À bien des égards, ce qui se déroule depuis quelques semaines au Club Africain rappelle à nos souvenirs ce que l’Étoile vivait en pareille période, il y a un an. Hafedh Hemayed, qui venait alors d’être élu « démocratiquement », multipliait les déclarations, et disait à qui voulait l’entendre son méga projet de faire de l’Étoile un Barça arabe. L’ivresse du rêve n’avait point de limites avec une campagne de recrutements sans précédent. Le tout sous la houlette de Khaled Ben Sasi, rebaptisé « Guardiola ». Le rêve de la « dream team » se transforme vite en cauchemar pour celui qui, comme Don Quichotte, prenait les moulins à vent pour des géants. Le rêve barcelonais est parti en fumée et Hafedh Hemayed est devenu à Sousse quasiment persona non grata.
Actuellement, le Club de Bab Jedid semble vivre la même expérience ou presque. Slim Riahi, ayant été seul candidat, son investiture a fait plutôt figure de plébiscite. Mais là n’est pas l’essentiel. Adossé à une fortune colossale, le nouveau président envisage une refonte totale de l’équipe. L’entraîneur français Patrick Liewig en a fait les frais de façon peu policée, suppléé par Bernard Casoni qui prend ses précautions de ne rien pouvoir promettre. Mais le président est un homme pressé.
On le sait depuis sa campagne électorale pour l’ANC. Il veut tout et tout de suite. Mais la logique du football n’est pas celle de la politique. Qu’importe. Alors, il recrute à tour de bras, n’hésitant pas à enrôler des joueurs dont il ignore la valeur. Songeons à Baratli. Il ramène Khaled Souissi après un passage décevant en France, sort le grand paquet pour garder Bilel Ifa, pourtant sollicité par Toulouse. Et l’on se demande comment Adel Chedli (indésirable à l’ESS) lui a échappé ?

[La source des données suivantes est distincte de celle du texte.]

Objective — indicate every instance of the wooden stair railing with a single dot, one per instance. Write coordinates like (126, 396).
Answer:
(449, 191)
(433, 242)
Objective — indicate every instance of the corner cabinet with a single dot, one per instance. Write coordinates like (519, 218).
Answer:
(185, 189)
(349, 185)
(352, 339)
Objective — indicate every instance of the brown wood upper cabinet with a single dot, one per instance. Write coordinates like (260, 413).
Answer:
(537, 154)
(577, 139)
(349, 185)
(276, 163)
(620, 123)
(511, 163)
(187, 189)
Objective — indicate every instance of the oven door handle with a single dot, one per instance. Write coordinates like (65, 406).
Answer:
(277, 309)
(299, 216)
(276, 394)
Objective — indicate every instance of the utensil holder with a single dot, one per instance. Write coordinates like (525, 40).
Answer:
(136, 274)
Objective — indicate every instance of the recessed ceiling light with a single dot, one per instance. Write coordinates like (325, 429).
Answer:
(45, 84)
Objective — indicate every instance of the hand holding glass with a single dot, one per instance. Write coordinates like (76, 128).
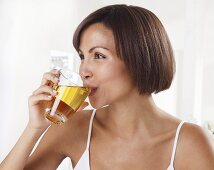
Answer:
(70, 96)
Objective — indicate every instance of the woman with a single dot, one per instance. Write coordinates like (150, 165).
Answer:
(125, 57)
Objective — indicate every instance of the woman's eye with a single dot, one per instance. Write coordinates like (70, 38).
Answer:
(81, 57)
(99, 56)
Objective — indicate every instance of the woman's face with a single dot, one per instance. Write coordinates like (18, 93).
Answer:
(101, 68)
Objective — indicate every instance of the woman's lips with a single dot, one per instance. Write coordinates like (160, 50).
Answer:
(93, 91)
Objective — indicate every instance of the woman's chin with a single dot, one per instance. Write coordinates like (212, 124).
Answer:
(97, 105)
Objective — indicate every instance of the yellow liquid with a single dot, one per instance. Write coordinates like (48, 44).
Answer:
(66, 103)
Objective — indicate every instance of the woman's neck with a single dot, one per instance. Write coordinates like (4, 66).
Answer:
(128, 116)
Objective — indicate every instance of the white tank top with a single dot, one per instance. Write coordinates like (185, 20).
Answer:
(83, 163)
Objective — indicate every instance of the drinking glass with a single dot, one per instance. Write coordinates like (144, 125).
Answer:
(70, 96)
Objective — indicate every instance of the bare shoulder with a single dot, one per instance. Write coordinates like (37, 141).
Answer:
(196, 148)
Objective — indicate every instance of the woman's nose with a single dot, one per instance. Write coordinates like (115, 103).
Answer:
(85, 71)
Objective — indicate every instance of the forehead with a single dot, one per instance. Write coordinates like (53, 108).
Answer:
(97, 35)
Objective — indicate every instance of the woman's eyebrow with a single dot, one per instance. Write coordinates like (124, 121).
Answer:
(91, 49)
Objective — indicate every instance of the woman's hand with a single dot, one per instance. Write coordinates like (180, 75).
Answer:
(37, 101)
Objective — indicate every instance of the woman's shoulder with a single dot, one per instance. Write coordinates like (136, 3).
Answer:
(195, 147)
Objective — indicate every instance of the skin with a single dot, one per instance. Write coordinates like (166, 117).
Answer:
(130, 132)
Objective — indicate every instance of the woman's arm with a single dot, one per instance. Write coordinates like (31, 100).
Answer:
(37, 124)
(196, 149)
(18, 156)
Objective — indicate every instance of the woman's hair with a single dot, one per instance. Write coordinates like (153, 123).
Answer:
(141, 42)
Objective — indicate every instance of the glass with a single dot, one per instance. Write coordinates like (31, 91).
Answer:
(70, 96)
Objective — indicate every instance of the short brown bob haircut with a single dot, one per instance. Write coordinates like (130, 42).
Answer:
(141, 42)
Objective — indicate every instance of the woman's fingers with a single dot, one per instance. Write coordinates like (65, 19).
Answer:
(85, 104)
(45, 89)
(50, 77)
(34, 99)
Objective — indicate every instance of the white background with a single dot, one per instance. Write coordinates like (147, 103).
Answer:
(30, 29)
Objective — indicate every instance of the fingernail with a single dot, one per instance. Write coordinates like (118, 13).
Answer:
(56, 79)
(50, 97)
(54, 91)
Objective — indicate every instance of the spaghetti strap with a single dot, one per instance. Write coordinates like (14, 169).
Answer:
(90, 129)
(175, 142)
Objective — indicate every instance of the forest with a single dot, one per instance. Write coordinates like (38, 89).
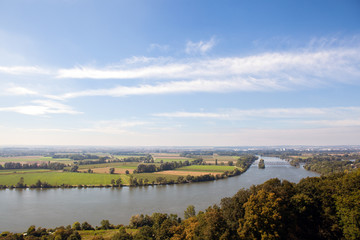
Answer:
(324, 207)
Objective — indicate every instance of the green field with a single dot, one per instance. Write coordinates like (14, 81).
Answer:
(130, 165)
(34, 159)
(152, 177)
(172, 159)
(206, 168)
(12, 171)
(58, 178)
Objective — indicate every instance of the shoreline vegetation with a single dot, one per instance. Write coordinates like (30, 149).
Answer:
(323, 207)
(92, 171)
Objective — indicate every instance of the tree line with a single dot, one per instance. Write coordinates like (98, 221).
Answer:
(43, 165)
(324, 207)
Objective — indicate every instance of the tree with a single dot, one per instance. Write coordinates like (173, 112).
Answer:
(118, 182)
(105, 224)
(189, 212)
(20, 184)
(86, 226)
(74, 168)
(122, 235)
(262, 218)
(76, 226)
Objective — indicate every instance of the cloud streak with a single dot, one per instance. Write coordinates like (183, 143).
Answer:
(266, 72)
(23, 70)
(199, 47)
(41, 107)
(332, 116)
(283, 66)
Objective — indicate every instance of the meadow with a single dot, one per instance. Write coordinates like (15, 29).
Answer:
(206, 168)
(101, 172)
(58, 178)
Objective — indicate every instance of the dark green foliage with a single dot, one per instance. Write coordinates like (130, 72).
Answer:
(325, 207)
(261, 164)
(245, 161)
(146, 168)
(189, 212)
(122, 235)
(86, 226)
(145, 233)
(74, 168)
(105, 224)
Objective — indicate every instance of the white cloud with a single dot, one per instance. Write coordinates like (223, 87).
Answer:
(41, 107)
(199, 47)
(20, 91)
(178, 87)
(113, 126)
(279, 70)
(332, 116)
(23, 70)
(155, 46)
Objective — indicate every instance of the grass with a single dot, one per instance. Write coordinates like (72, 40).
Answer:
(206, 168)
(152, 177)
(58, 178)
(128, 165)
(33, 159)
(172, 160)
(12, 171)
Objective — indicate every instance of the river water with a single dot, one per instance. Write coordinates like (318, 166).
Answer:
(56, 207)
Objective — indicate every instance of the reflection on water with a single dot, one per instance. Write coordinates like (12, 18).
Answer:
(55, 207)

Il ne se passe pas un jour sans qu’on n’entende parler de transfert au CA : qui de Houcine Ragued (piste abandonnée ?), qui de Mikari (est-il disponible ?), qui de Rami Jeridi (engagé avec le CSS), qui de Farouk Ben Mustapha (qui vient de renouveler son contrat avec le CAB). Il se dégage de cette façon de procéder une sorte de désinvolture qui fait fi des principes et des règles gérant les rapports entre les clubs. Tout se passe comme si l’on concevait le football comme le monde sauvage de la finance où seul le pouvoir de l’argent est érigé en valeur. Face à cette déferlante, il faut résister et, s’il le faut, dénoncer certaines pratiques qu’on pourrait bien appeler « syndrome de l’usurpation » : tendance à détourner, par l’appât du gain, un joueur de sa destination initiale.

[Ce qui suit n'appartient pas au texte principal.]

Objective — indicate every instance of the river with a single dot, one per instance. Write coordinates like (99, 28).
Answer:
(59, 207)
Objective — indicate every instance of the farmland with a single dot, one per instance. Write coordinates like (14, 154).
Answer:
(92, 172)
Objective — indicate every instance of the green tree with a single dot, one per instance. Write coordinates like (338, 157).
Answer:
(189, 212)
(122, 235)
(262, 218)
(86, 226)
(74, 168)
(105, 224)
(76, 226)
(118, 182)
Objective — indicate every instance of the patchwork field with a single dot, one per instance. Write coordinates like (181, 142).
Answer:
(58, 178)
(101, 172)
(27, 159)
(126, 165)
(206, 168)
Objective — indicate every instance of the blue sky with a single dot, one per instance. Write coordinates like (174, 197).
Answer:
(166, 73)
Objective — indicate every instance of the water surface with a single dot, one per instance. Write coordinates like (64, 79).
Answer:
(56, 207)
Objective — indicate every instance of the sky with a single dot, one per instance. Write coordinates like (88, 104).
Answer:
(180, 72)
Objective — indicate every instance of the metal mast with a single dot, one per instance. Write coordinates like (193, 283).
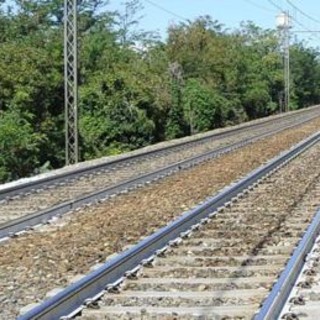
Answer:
(283, 23)
(71, 81)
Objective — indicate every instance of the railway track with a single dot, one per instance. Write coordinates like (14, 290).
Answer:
(302, 299)
(218, 260)
(25, 211)
(83, 170)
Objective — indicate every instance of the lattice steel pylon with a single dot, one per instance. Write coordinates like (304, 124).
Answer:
(71, 81)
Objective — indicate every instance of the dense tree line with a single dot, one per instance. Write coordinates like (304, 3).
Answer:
(134, 89)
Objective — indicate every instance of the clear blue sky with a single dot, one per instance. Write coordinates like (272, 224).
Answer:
(230, 13)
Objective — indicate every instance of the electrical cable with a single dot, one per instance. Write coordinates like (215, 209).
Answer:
(302, 12)
(166, 10)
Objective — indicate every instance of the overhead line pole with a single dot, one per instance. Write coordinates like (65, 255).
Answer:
(284, 25)
(71, 81)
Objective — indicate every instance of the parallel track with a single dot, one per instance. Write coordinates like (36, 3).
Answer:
(247, 265)
(69, 175)
(23, 213)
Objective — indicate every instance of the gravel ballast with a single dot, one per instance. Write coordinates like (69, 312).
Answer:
(37, 262)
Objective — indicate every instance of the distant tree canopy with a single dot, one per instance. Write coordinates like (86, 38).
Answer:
(134, 88)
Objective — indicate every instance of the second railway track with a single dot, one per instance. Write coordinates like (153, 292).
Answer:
(225, 268)
(23, 212)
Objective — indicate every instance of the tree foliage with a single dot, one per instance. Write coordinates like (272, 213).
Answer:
(134, 88)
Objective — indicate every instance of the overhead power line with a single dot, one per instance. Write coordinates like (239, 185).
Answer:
(302, 12)
(166, 10)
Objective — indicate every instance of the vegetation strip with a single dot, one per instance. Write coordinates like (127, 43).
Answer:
(12, 227)
(277, 298)
(75, 295)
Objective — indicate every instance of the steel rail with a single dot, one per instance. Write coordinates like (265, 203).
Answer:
(30, 186)
(26, 222)
(71, 300)
(275, 302)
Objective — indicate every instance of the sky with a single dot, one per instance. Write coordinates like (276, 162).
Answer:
(158, 14)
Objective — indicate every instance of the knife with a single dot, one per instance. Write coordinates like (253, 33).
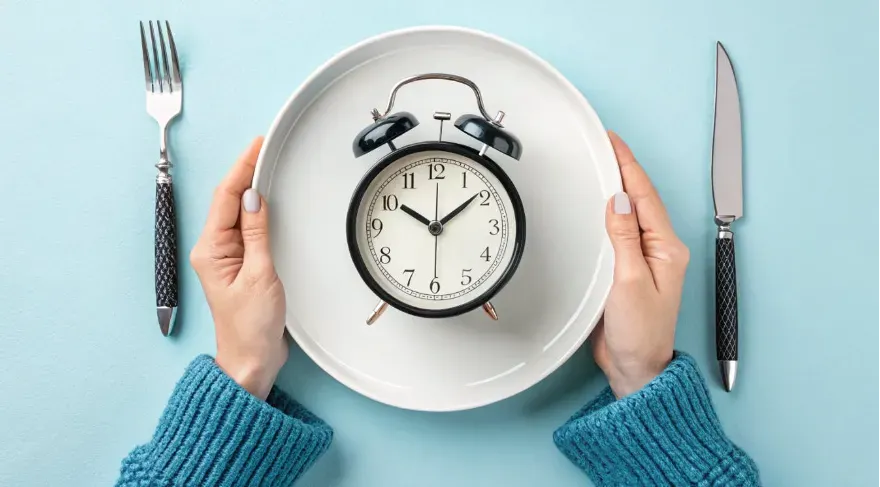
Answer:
(727, 193)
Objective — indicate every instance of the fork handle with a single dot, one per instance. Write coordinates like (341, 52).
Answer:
(166, 254)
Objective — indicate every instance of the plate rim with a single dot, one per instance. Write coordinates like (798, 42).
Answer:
(273, 136)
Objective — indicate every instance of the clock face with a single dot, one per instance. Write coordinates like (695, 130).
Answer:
(435, 229)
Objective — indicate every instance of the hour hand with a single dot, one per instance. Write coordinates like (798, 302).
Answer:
(458, 210)
(409, 211)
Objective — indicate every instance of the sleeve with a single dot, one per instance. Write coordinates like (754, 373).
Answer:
(665, 434)
(213, 432)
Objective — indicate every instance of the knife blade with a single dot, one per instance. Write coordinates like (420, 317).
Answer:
(727, 193)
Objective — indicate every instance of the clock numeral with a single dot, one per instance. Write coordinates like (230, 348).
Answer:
(409, 180)
(376, 225)
(389, 202)
(435, 171)
(485, 194)
(411, 273)
(465, 278)
(484, 255)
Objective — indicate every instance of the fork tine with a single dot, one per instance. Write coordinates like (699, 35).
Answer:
(147, 76)
(175, 65)
(157, 71)
(166, 76)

C’est ce syndrome qui a caractérisé le recrutement de l’attaquant algérien Djabou et de l’avant-centre tchadien Karl Marx. C’est également ce même syndrome qui a failli aboutir au « rapt » du jeune arrière aghlabide, Ali Abdi, il y a trois jours à l’aéroport, à son retour de Jordanie avec l’équipe nationale junior.

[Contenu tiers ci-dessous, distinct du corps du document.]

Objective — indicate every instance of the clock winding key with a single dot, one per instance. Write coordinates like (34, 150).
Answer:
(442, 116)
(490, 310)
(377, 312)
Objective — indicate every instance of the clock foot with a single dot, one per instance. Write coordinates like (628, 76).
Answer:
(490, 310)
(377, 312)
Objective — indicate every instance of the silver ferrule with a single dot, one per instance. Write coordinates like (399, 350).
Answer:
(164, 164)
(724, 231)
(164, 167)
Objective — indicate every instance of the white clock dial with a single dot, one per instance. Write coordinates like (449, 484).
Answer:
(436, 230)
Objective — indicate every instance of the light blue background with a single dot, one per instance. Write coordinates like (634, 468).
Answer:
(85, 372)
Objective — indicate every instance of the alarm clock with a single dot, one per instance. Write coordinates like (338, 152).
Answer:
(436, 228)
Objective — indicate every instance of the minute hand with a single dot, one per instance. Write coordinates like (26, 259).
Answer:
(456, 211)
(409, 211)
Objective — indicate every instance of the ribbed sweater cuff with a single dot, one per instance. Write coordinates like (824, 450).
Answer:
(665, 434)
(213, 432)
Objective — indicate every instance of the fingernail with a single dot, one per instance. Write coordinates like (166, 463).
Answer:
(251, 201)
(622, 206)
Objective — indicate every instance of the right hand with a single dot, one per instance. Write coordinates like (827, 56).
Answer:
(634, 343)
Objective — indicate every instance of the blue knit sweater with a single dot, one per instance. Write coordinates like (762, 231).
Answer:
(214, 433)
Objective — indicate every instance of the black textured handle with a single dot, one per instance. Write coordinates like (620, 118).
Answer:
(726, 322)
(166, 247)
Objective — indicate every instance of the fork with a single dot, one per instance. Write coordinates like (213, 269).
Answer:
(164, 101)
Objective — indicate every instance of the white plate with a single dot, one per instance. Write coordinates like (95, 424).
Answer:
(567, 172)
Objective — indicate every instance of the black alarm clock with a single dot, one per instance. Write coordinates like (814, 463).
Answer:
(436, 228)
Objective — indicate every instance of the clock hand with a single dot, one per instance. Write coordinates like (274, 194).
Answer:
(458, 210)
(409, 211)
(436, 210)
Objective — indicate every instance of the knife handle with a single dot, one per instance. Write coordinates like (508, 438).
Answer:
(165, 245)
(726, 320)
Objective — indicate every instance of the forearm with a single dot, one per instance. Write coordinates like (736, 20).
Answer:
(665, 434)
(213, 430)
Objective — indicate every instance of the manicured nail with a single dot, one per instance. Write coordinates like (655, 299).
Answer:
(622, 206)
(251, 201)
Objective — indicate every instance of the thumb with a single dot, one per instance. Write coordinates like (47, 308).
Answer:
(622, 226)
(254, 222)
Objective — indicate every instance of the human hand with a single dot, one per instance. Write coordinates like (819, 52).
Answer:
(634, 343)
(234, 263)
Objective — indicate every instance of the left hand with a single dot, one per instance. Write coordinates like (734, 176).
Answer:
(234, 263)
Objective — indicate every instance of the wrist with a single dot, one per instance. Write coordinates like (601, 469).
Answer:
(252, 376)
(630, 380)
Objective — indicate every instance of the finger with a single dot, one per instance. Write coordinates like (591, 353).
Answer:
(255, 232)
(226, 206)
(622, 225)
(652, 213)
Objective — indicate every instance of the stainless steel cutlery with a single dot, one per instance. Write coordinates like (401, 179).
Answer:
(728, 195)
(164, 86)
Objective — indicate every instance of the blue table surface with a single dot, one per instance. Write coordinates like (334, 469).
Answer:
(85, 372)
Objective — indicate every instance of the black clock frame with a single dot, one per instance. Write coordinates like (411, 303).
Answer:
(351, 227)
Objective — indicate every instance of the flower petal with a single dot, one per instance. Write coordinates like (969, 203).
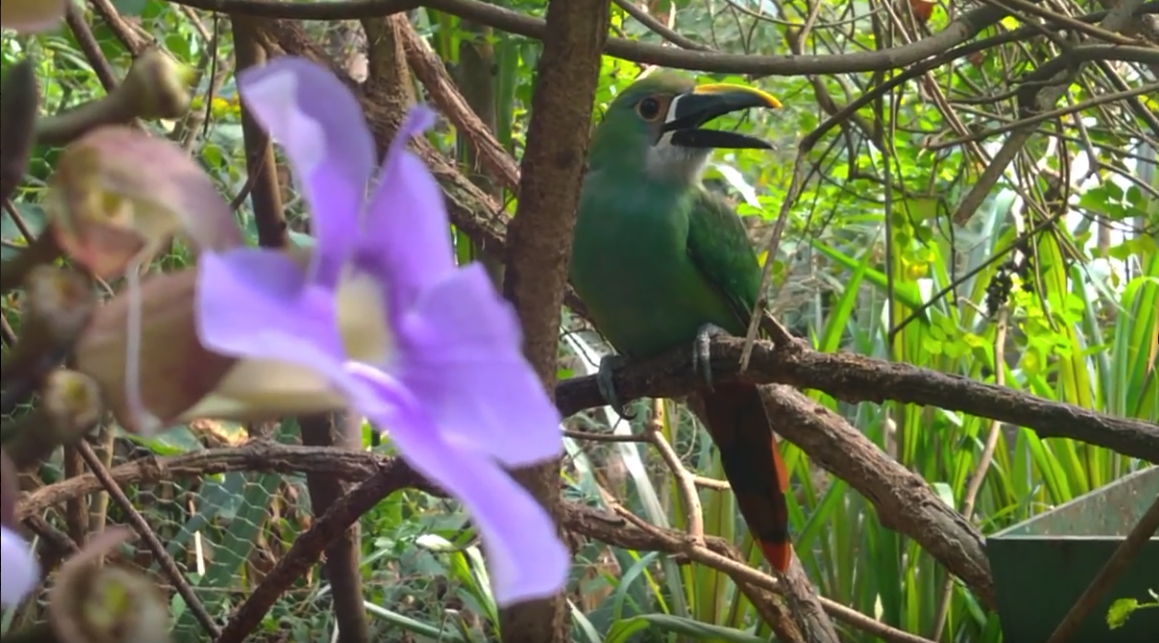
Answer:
(20, 572)
(525, 556)
(31, 15)
(257, 305)
(407, 231)
(319, 123)
(460, 355)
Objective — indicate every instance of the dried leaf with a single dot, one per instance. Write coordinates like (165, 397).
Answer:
(31, 15)
(19, 102)
(175, 371)
(92, 603)
(119, 195)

Ce n’est certainement pas ainsi qu’on peut bâtir un ensemble compétitif. Un tel ensemble ne saurait tirer sa force de la seule juxtaposition de joueurs de talent. Une feuille de route digne de ce nom, étudiée et planifiée, devrait être le seul aiguillon des responsables pour éviter que l’on navigue à vue.
Pour éviter le sort dans lequel se débat désespérément aujourd’hui le Stade Tunisien.